A « jesuisunhommelibre » et Thierry136.
Bonjour,
A mon sens, il ne faut pas mélanger le niveau individuel et le niveau politique. Dans une société où il y a des classes sociales, avec des intérêts fortement contradictoires, il est tout à fait inéluctable que l’on trouve d’un côté, ceux qui sont satisfaits et de l’autre, ceux qui veulent changer les choses. L’homme n’est pas encore totalement contre lui-même, heureusement.

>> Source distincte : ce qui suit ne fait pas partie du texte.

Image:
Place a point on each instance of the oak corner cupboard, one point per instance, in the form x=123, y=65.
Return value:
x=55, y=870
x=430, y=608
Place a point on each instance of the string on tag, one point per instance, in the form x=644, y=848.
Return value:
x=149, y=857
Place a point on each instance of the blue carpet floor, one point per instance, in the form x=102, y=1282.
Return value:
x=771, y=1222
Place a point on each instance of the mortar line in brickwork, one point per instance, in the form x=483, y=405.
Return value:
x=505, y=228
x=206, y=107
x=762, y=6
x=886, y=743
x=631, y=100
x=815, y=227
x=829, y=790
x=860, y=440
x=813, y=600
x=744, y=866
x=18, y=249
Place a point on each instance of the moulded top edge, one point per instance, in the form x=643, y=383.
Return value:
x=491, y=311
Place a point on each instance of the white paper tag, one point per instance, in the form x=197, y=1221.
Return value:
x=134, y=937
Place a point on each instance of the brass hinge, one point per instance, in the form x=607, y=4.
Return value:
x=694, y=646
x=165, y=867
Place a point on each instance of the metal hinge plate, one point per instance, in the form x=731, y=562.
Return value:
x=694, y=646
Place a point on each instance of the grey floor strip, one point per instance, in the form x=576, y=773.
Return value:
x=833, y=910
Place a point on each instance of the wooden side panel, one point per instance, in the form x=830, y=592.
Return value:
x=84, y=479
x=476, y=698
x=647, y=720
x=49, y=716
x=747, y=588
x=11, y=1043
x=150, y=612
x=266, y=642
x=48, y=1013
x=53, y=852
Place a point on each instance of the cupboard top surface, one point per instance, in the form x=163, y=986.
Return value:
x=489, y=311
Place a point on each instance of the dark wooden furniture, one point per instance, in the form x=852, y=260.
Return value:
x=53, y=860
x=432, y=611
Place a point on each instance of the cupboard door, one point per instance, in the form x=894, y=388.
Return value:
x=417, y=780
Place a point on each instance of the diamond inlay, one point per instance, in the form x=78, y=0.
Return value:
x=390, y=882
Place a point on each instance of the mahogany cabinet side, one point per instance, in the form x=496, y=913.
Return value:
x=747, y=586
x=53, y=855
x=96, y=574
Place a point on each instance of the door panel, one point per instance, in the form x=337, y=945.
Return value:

Lorsqu’on mélange les deux niveaux, on ne peut plus rien comprendre et on aboutit à des idéologies et à des formulations qui nient une partie des humains, donc à une certaine inhumanité. On ne peut pas, sans un certain cynisme, expliquer à la mère africaine qui voit ses enfants mourir de faim qu’elle vit dans un bon système économique libéral. On ne peut pas non plus convaincre le bon cadre travailleur et père de famille qui gagne bien sa vie en élaborant des pesticides douteux dans un laboratoire prestigieux des méfaits de l’économie actuelle.
L’homme n’est pas un, l’humanité n’est pas une. Il faut bien s’y résigner. A chacun donc de jouer son rôle. Si des gauches n’ont pas vu lorsqu’il le fallait que Vladimir Chalamov ou Lech Walesa avaient raison, c’est que ce choix n’était pas mesuré politiquement mais individuellement en fonction d’intérêts étroits. Les Christ, les abbés Pierre, les Tolstoï sont, me semblent-il, l’exception.

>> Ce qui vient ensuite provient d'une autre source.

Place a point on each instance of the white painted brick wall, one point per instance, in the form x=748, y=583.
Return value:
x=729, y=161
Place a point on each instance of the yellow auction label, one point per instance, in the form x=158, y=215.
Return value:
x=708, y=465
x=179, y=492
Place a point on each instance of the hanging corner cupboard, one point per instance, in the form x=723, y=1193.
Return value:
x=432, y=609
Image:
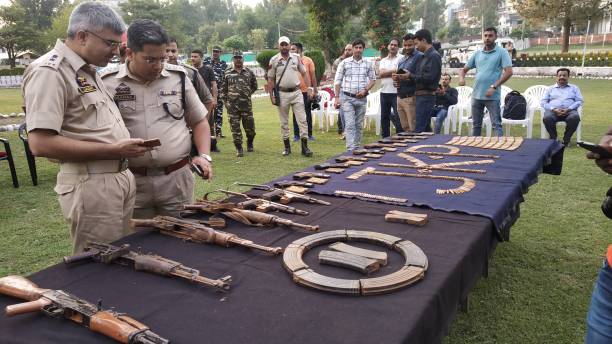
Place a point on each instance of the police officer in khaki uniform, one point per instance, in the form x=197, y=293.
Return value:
x=72, y=118
x=288, y=80
x=157, y=100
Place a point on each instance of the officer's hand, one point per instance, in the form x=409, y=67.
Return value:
x=603, y=163
x=130, y=148
x=204, y=165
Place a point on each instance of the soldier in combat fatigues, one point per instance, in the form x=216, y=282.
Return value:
x=239, y=84
x=219, y=66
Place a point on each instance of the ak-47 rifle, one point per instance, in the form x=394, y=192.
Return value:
x=58, y=303
x=284, y=196
x=194, y=232
x=263, y=205
x=248, y=217
x=307, y=175
x=106, y=253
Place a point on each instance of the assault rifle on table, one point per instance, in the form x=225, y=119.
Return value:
x=194, y=232
x=58, y=303
x=106, y=253
x=284, y=196
x=248, y=217
x=263, y=205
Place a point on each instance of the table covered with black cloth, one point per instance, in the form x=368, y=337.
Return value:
x=264, y=305
x=497, y=194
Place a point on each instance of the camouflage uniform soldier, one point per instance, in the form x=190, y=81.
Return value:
x=219, y=66
x=238, y=85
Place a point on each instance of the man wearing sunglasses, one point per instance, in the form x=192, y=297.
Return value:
x=71, y=118
x=157, y=100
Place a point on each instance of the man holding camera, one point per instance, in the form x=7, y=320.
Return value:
x=599, y=317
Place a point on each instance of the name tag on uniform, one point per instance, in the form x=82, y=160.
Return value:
x=168, y=93
x=123, y=93
x=84, y=86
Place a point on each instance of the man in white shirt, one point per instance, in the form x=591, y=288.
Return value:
x=388, y=92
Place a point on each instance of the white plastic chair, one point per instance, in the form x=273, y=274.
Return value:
x=527, y=122
x=321, y=114
x=373, y=111
x=544, y=133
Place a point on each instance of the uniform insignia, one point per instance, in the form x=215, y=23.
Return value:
x=84, y=86
x=168, y=93
x=123, y=93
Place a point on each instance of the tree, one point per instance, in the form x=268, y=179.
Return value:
x=327, y=20
x=15, y=32
x=431, y=11
x=455, y=31
x=258, y=38
x=567, y=10
x=234, y=42
x=386, y=19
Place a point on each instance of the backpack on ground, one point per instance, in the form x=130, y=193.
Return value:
x=515, y=106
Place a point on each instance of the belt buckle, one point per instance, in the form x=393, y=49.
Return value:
x=123, y=164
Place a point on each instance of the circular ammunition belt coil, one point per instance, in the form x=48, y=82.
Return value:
x=412, y=271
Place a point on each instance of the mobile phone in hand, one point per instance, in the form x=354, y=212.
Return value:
x=151, y=143
x=595, y=148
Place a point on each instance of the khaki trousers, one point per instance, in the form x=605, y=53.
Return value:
x=406, y=109
x=296, y=101
x=164, y=194
x=97, y=206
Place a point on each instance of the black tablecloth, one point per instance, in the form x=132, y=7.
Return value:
x=497, y=193
x=264, y=304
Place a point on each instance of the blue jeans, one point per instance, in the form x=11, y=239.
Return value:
x=599, y=317
x=354, y=113
x=478, y=106
x=440, y=114
x=388, y=102
x=424, y=105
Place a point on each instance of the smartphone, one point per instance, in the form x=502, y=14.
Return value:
x=595, y=148
x=151, y=143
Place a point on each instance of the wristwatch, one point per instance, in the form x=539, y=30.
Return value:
x=206, y=156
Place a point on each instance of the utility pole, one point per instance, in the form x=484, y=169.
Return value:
x=584, y=46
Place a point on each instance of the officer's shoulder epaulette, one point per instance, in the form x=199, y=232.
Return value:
x=175, y=68
x=52, y=59
x=109, y=71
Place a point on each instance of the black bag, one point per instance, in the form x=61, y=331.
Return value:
x=515, y=106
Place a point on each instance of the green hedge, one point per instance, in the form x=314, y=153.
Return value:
x=319, y=61
x=592, y=59
x=12, y=71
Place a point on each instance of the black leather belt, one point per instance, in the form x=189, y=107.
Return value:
x=287, y=90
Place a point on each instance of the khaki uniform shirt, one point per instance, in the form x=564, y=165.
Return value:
x=65, y=94
x=291, y=78
x=142, y=107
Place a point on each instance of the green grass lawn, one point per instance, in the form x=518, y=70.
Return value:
x=539, y=283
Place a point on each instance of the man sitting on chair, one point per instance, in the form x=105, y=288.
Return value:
x=445, y=97
x=561, y=102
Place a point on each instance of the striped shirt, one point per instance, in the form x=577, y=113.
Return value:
x=353, y=76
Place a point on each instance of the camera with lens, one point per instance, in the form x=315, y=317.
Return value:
x=606, y=206
x=314, y=103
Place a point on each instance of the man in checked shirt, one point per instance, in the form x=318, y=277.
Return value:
x=357, y=77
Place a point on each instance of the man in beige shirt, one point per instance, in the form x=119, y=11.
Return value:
x=72, y=118
x=157, y=100
x=285, y=69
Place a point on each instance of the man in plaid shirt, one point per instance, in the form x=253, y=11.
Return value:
x=356, y=77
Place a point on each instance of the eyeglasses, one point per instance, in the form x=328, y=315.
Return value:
x=110, y=43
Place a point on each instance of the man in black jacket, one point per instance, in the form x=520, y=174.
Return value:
x=426, y=77
x=445, y=97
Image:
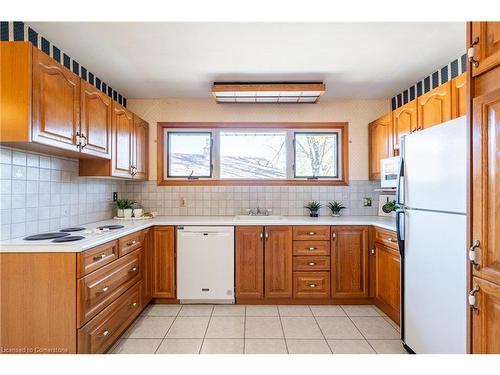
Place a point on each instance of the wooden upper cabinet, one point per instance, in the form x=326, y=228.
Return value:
x=140, y=149
x=379, y=144
x=249, y=262
x=122, y=143
x=278, y=262
x=349, y=262
x=459, y=96
x=404, y=121
x=486, y=319
x=486, y=40
x=485, y=184
x=95, y=124
x=55, y=103
x=163, y=262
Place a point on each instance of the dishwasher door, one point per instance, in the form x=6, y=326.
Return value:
x=205, y=264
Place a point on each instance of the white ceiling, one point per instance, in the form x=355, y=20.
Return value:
x=355, y=60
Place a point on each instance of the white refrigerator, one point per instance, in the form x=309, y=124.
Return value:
x=432, y=225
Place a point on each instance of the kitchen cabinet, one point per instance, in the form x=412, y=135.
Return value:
x=486, y=44
x=379, y=144
x=95, y=121
x=278, y=281
x=459, y=96
x=434, y=107
x=404, y=121
x=486, y=317
x=249, y=262
x=163, y=262
x=349, y=262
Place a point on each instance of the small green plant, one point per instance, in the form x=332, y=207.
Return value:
x=336, y=207
x=313, y=208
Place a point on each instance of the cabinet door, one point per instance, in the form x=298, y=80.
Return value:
x=486, y=184
x=404, y=121
x=95, y=126
x=278, y=262
x=140, y=149
x=487, y=49
x=123, y=130
x=163, y=263
x=379, y=144
x=349, y=261
x=486, y=319
x=434, y=107
x=56, y=103
x=459, y=96
x=387, y=280
x=249, y=262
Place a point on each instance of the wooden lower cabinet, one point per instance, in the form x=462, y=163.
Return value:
x=249, y=262
x=164, y=262
x=278, y=262
x=349, y=262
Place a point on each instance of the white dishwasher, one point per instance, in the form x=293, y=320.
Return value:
x=205, y=264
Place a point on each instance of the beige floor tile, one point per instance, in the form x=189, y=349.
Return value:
x=222, y=346
x=294, y=310
x=196, y=310
x=301, y=328
x=360, y=310
x=136, y=346
x=226, y=327
x=388, y=346
x=268, y=327
x=375, y=328
x=162, y=310
x=338, y=327
x=350, y=347
x=180, y=346
x=229, y=310
x=265, y=346
x=322, y=310
x=308, y=346
x=188, y=327
x=149, y=327
x=262, y=310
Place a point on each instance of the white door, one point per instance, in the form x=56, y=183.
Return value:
x=435, y=286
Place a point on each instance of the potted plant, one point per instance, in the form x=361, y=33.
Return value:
x=336, y=208
x=313, y=208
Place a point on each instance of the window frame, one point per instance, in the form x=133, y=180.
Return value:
x=210, y=127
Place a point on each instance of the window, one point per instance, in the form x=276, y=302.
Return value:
x=267, y=153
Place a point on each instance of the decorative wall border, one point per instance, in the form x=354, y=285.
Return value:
x=443, y=75
x=20, y=31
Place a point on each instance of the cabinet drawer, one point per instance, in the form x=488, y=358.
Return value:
x=311, y=247
x=311, y=263
x=100, y=288
x=311, y=284
x=97, y=257
x=103, y=330
x=311, y=232
x=129, y=243
x=386, y=237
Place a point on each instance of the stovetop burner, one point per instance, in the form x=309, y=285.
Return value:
x=111, y=227
x=46, y=236
x=68, y=239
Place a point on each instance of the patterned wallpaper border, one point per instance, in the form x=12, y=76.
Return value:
x=20, y=31
x=440, y=76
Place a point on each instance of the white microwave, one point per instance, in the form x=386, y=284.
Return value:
x=389, y=170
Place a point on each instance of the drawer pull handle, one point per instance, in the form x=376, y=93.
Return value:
x=99, y=257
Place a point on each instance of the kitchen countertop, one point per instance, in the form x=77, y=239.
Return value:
x=18, y=245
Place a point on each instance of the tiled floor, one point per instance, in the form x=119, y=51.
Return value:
x=257, y=329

Un exemple simple permet de mettre en lumière l’impasse intellectuelle des raisonnements qui mêlent choix personnels et termes politiques : l’immigré clandestin. Il est aujourd’hui « le mal aimé ». Héros de la misère, il traverse mille obstacles pour obtenir une source économique et nourrir les siens... et nous, on se complaît à lui administrer des coups.
Pourtant cet immigré qui quitte son champ, son troupeau, ses racines, qui pendant des années va du Mali au Sénégal, de Sénégal en Lybie, du Maroc vers l’Espagne, est un admirable libéral : il n’y a pas dans le monde plus libéral que lui : laissez-passer, laisser-travailler, laisser-vivre, semble dire tout son désespoir. Ça c’est son niveau individuel.
Mais le libéralisme aujourd’hui n’est plus le libéralisme naissant produit du bouillonnement créatif des individus porteur d’avenir. Il est une idéologie qui répond à des structures et à des systèmes d’intérêts verrouillés.
La politique se différencie du personnel parce qu’elle est le fruit de mouvements collectifs structurés, de mouvements d’intérêts. Dans ce sens aussi, il va de soi que le cadre moyen de gauche peut souhaiter manger bio mais n’est pas forcément sensible au sort des Peuls, qu’un ouvrier communiste peut être raciste et qu’un industriel heureux et génereux peut avoir l’idée de contribuer à développer le système sanitaire d’un village lointain.
Au delà de ces considérations, le rapport entre ce niveau individuel et le niveau politique nous conduirait bien trop loin.